Thursday, 6 October 2011

More Than Just Junk (post 1 of 2)

Back in 2003, after 13 long years, the Human Genome Project was completed and, for the first time, we were able to read the full genetic code of a human being. This publication was a landmark and resulted in a rapid increase in our understanding of many aspects of human biology. However, when first released, the genome also raised questions, the biggest of which was simply: where are the genes? It had been estimated that there would be around 100,000 genes in the genome to account for our complexity and genome size; however the actual number falls well short of this. It is estimated that we have between 20,000 and 25,000 genes, close to the number of genes a mouse has. Now consider this: our genome has approximately 3.2x109 base pairs (these are the chemical units which make up DNA) in length and the longest of all the 20-25,000 genes is about 2.4x106 base pairs, meaning the biggest gene in our genome takes up a mere 0.075%.  So what is all the rest?

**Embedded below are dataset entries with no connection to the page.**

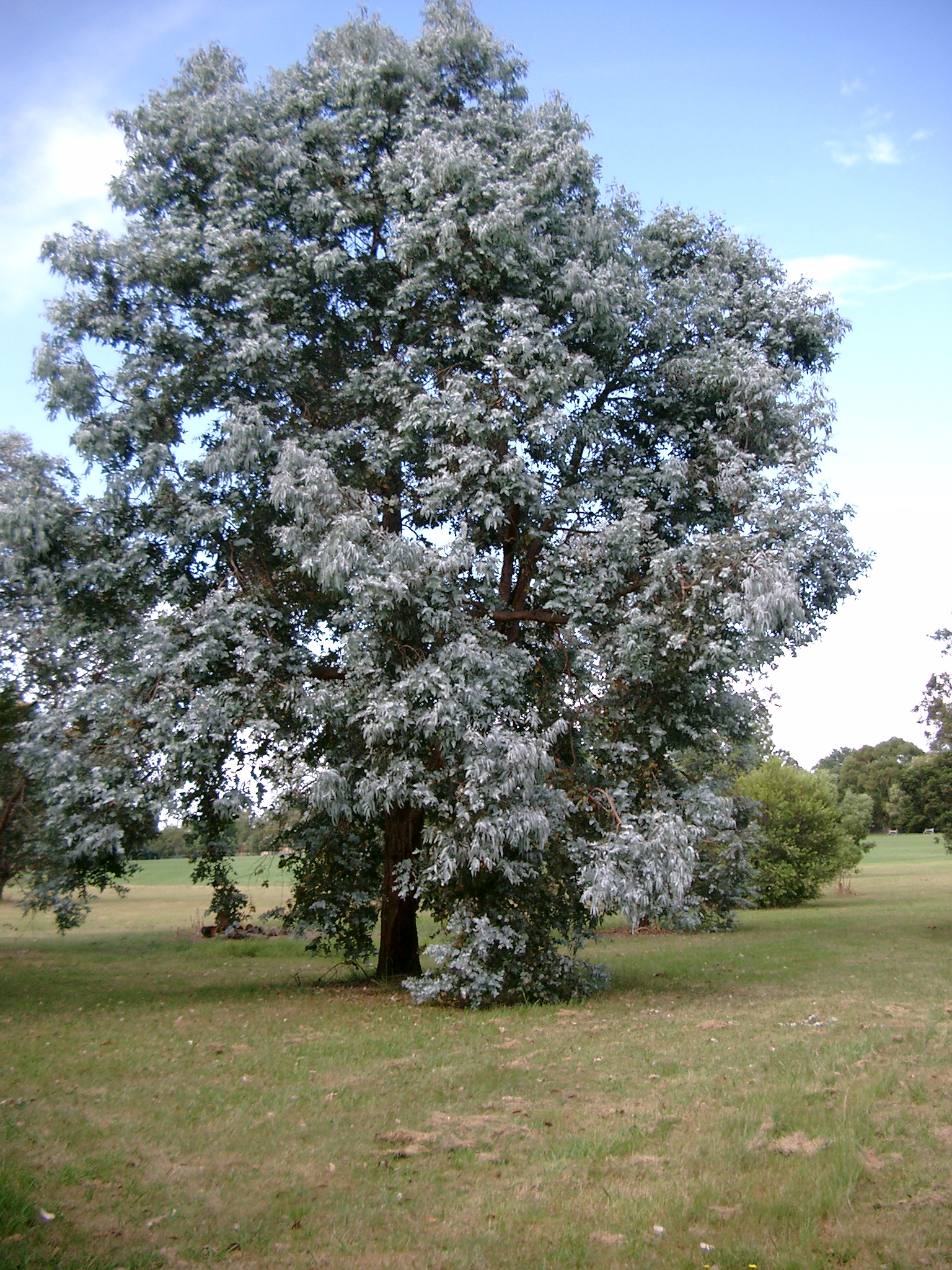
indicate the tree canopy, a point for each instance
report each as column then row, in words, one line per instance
column 446, row 502
column 874, row 770
column 805, row 837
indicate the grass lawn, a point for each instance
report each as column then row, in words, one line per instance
column 781, row 1095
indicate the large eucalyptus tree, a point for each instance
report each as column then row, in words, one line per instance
column 446, row 502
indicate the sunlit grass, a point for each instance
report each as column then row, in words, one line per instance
column 295, row 1124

I’ve already alluded to the fact that only a small amount of the genome is actually the genes that make us what and who we are. Of the whole of our genome, a mere 2.5% is genes that are expressed somewhere in our bodies at some time in our life. In order for DNA to be expressed it must firstly be converted to a molecule called mRNA, which is in turn used to make protein the protein then functions in our bodies to make us what and who we are. The remaining 97.5% was once just considered to be ‘junk’ DNA that had no use. We now know there is a lot more to this remaining DNA than just ‘junk.’

Let us firstly consider the small part of our genome that is actually human genes or in some way related to human genes, which make up a mere 25% of our genome. Of this 25% only 10% is actually ‘coding’. This means (as I stated above) that only 2.5% of our entire genome actually gives molecules that have a function in our bodies. The remaining 90% (of the 25%) is composed of ‘non-coding’ DNA.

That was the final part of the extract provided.